Integrating Greengrass v2 edge ML with ERP for predictive maintenance automation

We’ve successfully automated our predictive maintenance workflow by integrating Greengrass v2 edge ML inference with our ERP system. This has reduced equipment downtime by 40% and eliminated manual work order creation.

Our manufacturing equipment has sensors running ML models locally on Greengrass cores for real-time vibration analysis and failure prediction. When the model detects a potential failure, we automatically create maintenance work orders in our ERP system through API integration.

The architecture uses Greengrass Stream Manager to buffer predictions locally, Lambda functions to process and enrich the data with equipment metadata from our asset registry, and direct API calls to our ERP’s maintenance module. The system handles network interruptions gracefully - predictions are queued locally and sync when connectivity returns.

Key outcomes: maintenance work orders created within minutes of prediction (vs 2-3 days manual process), 95% prediction accuracy for bearing failures, maintenance team can schedule work proactively instead of responding to breakdowns. The edge ML approach means predictions happen even during network outages, which is critical for our remote facilities.

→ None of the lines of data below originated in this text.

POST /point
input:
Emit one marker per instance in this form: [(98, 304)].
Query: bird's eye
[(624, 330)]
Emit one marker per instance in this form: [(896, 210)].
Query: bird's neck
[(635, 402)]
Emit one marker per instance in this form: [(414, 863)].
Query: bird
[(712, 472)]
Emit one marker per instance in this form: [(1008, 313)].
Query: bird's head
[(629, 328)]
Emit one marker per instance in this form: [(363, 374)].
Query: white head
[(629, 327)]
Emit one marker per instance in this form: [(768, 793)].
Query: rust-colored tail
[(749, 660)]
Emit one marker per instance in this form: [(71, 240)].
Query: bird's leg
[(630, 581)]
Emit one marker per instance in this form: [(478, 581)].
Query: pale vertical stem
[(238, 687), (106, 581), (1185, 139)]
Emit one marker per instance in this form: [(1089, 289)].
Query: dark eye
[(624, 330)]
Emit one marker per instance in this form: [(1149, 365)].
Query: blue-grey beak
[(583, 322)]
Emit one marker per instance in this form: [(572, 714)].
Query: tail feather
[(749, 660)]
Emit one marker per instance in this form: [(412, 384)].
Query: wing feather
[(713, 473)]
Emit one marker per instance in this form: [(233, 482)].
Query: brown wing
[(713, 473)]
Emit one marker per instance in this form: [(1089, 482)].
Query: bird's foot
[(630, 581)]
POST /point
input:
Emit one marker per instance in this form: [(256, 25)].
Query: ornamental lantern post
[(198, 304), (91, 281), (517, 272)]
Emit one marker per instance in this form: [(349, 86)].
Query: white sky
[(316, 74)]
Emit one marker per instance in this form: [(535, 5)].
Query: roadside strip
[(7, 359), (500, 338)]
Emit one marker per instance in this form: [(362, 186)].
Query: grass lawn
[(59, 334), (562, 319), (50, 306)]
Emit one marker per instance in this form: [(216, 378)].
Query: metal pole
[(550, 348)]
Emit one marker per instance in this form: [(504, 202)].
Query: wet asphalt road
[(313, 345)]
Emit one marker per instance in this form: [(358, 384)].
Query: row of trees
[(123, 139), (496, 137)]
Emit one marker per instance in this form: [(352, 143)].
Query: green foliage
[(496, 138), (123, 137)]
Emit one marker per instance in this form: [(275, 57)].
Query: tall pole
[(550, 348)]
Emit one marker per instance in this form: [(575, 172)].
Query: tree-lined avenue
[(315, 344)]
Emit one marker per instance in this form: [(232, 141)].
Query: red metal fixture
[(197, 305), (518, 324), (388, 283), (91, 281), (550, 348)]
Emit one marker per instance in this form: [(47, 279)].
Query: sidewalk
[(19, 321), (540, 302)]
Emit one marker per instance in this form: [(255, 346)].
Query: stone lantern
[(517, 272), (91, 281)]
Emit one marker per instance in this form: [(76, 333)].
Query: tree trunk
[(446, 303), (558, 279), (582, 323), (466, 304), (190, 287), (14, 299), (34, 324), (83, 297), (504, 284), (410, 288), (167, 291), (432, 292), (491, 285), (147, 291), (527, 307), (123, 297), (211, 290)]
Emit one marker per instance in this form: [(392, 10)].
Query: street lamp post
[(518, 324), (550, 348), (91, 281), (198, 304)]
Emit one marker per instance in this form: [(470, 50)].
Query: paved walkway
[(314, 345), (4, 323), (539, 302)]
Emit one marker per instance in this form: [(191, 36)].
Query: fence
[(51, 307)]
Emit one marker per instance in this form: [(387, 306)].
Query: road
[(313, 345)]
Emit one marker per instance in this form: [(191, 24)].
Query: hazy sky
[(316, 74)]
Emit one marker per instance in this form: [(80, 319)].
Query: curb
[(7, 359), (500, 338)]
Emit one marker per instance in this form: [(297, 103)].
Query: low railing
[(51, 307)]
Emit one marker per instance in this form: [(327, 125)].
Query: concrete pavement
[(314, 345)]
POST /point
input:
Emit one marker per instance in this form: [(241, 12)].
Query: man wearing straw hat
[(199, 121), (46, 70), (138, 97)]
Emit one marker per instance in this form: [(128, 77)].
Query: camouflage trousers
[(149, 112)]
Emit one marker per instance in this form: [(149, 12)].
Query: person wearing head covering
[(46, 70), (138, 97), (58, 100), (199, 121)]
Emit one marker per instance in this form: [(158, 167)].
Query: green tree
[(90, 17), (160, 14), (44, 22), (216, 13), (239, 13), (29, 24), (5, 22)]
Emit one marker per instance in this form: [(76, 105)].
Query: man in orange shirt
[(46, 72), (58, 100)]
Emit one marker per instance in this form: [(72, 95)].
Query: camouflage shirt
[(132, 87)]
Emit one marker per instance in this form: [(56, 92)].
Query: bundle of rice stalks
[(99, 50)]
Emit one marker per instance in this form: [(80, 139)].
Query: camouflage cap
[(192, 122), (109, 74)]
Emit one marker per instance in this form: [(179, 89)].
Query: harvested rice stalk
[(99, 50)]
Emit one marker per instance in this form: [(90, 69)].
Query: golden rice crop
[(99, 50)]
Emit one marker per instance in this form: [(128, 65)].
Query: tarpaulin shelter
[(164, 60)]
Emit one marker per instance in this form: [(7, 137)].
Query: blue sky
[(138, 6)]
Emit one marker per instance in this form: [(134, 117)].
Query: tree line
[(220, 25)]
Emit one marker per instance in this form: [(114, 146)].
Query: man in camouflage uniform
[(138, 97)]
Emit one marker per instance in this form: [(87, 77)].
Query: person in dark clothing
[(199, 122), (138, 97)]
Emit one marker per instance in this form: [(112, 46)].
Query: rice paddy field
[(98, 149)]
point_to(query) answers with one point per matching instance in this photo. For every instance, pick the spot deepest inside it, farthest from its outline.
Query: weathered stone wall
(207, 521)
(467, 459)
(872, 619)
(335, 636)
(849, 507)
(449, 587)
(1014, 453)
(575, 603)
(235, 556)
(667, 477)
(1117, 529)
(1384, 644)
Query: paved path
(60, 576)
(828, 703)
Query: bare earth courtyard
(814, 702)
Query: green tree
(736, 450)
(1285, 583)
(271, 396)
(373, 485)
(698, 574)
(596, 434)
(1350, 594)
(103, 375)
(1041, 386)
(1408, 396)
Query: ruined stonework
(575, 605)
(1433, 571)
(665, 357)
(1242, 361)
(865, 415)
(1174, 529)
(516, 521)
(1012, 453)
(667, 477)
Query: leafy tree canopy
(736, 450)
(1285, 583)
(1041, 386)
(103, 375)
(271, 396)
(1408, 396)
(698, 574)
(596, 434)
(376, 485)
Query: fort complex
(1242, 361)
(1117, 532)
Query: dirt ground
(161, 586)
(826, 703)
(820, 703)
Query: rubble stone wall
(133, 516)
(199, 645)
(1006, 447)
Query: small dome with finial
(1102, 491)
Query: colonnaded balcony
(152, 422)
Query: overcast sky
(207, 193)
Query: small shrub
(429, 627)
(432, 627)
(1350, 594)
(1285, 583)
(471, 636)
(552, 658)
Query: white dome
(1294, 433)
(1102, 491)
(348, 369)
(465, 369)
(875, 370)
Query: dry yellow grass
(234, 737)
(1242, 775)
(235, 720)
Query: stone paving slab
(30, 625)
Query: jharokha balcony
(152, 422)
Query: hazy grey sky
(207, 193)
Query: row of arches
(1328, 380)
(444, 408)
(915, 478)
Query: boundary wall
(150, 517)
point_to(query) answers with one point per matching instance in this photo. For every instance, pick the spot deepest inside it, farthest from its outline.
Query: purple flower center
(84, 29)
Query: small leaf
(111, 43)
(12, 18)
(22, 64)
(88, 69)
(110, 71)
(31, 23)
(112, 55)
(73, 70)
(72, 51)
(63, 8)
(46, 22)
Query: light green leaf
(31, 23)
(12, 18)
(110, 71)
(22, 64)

From an operational perspective, how did your maintenance team adapt to this automated workflow? Did you face any resistance to having ML models create work orders directly? We’re concerned our team might not trust automated predictions initially.

This is exactly what we’re trying to implement. How do you handle authentication for the ERP API calls? Are you using service accounts, or do you have a dedicated integration user? Also, what happens if the ERP system is down when a prediction comes in?

Let me detail the complete implementation across the three focus areas:

Greengrass Stream Manager: This is the foundation of our resilient architecture. Stream Manager runs as a system component on each Greengrass core and provides persistent message queuing with automatic retry. We configured streams with a 7-day retention policy and 10MB size limit per stream. Each manufacturing line has a dedicated stream named predictions-line-{lineId}. The ML inference component publishes predictions to these streams using the Stream Manager SDK. Configuration includes automatic export to IoT Core when connectivity is available, but the critical feature is local persistence - if cloud connectivity drops, predictions accumulate locally and sync when the network returns. This ensures zero data loss during network outages, which are common in our factory environments.

Lambda Integration: We use two Lambda functions in the workflow. The first Lambda subscribes to IoT Core topics where Stream Manager exports predictions. It enriches the prediction data by querying DynamoDB for equipment metadata (asset ID, location, maintenance history, criticality level). The enrichment adds context that the ERP system needs to properly route and prioritize work orders. The second Lambda handles the actual ERP integration. It applies business rules to filter predictions (severity threshold, deduplication, persistence check), constructs the work order payload according to our ERP’s API schema, and makes the REST API call with OAuth authentication. Both Lambdas include comprehensive error handling with CloudWatch alarms for failed invocations. The Lambda functions are idempotent - they check if a work order already exists for the equipment before creating a new one.

ERP API Automation: Our ERP exposes a REST API for work order creation. The integration Lambda constructs a JSON payload that includes equipment ID, predicted failure type, severity score, recommended maintenance action, and estimated time to failure. The API call uses OAuth 2.0 client credentials flow - the Lambda retrieves credentials from Secrets Manager and caches tokens for the 1-hour validity period. For resilience, we implemented exponential backoff retry with jitter (3 attempts over 15 minutes). If all retries fail, the message goes to a DLQ for manual review. The ERP API returns a work order ID which we store in DynamoDB to prevent duplicate creation. We also update the device shadow with the work order ID, allowing technicians to see which work orders are associated with each piece of equipment.

For operational adoption, we ran a 30-day pilot where automated work orders were created but flagged as ‘AI-Generated’ requiring supervisor approval. This built trust as the team saw the prediction accuracy. After the pilot, we moved to automatic creation for high-confidence predictions (score > 0.8) while medium-confidence predictions (0.5-0.8) still require approval. The maintenance team now reviews a dashboard showing prediction accuracy trends, which has improved their confidence in the system.

Performance metrics: average end-to-end latency from prediction to work order creation is 45 seconds (edge inference 5s, Stream Manager export 10s, Lambda processing 15s, ERP API call 15s). During a recent 8-hour network outage, the system queued 127 predictions locally and successfully synced them all when connectivity returned, with no manual intervention required.

We use OAuth 2.0 with a dedicated service account that has permissions only for the maintenance module. The Lambda function refreshes tokens automatically. For ERP downtime, Stream Manager is key - it queues messages locally on the Greengrass core with configurable retention (we use 7 days). When the ERP comes back online, the Lambda processes the backlog in order. We’ve also implemented exponential backoff retry logic to avoid overwhelming the ERP during recovery.

How granular are your predictions? Are you creating a work order for every single prediction, or do you aggregate multiple predictions before triggering ERP integration? I’m concerned about generating too many work orders for minor issues.